(167) Il quale, per altro, non partecipava al congresso.
(168) Che fu composta di tre mazziniani (Savi, Astengo e Cannonieri), un garibaldino (Asproni), piú Mauro Macchi e Valentini. Anche sull'elezione di questa commissione aveva influito il Mazzini, come si comprende da una sua lettera a Dagnino del 24 settembre 1863 (conservata nel Museo del Risorgimento di Genova), nella quale dà molti consigli sul modo di condurre il congresso. «Bisognerebbe che la commissione fosse in Genova. Ma è cosa da maneggiarsi cautamente per non irritare suscettibilità locali». La sede della commissione fu infatti stabilita in Genova.
(169) Garibaldi aveva inviato una lettera al presidente del congresso (Olivieri), nella quale prendeva posizione per la tesi mazziniana sulla politicità. «Lasciate le vane questioni di parole, ma pensate che l'uomo non si dimezza, e che tutti, senza eccezione, abbiamo gli stessi doveri verso di noi, verso la patria e verso l'umanità».
(170) Mentre l'indirizzo a Garibaldi venne votato per acclamazione e senza riserve, per l'indirizzo a Mazzini il presidente ritenne prudente avvertire che esso non si rivolgeva «all'uomo politico, ma all'operaio del pensiero, all'amoroso padre del popolo».
(171) Non son riuscito a trovare gli Atti che pur furono stampati. Si veda il resoconto sui giornali parmensi del tempo («La Gazzetta di Parma» e «Il Patriota») nonché sulla «Nazione» e sull'«Unità italiana».
(172) «L'Unità italiana», 28 novembre 1863.

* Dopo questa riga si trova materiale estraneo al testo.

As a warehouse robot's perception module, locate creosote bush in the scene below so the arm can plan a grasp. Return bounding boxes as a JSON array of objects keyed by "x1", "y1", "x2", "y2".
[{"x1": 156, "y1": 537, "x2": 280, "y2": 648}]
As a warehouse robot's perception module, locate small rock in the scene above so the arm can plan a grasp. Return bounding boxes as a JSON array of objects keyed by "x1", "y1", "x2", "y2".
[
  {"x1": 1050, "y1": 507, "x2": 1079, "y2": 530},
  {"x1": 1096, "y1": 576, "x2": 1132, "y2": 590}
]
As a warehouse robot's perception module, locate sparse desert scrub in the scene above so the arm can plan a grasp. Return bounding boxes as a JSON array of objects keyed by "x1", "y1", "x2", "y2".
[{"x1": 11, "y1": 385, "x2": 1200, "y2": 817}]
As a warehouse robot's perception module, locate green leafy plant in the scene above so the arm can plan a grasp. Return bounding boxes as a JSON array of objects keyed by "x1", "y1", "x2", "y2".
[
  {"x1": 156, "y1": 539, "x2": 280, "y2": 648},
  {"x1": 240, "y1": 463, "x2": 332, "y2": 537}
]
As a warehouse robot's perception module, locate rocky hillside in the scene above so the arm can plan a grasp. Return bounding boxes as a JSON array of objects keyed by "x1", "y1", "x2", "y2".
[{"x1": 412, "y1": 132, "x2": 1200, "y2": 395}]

(173) Il giornale seguitò le sue pubblicazioni (settimanali) fino al 25 luglio 1866, salvo una interruzione dal 24 dicembre 1864 al 9 agosto 1865. Abbastanza agile, variato, accuratissimo nel riportar notizie riguardanti la vita delle società operaie, discretamente informato sulle vicende del movimento operaio all'estero, pronto a discutere e ad accogliere con simpatia ogni nuova iniziativa nel campo del lavoro, meritava un piú felice successo.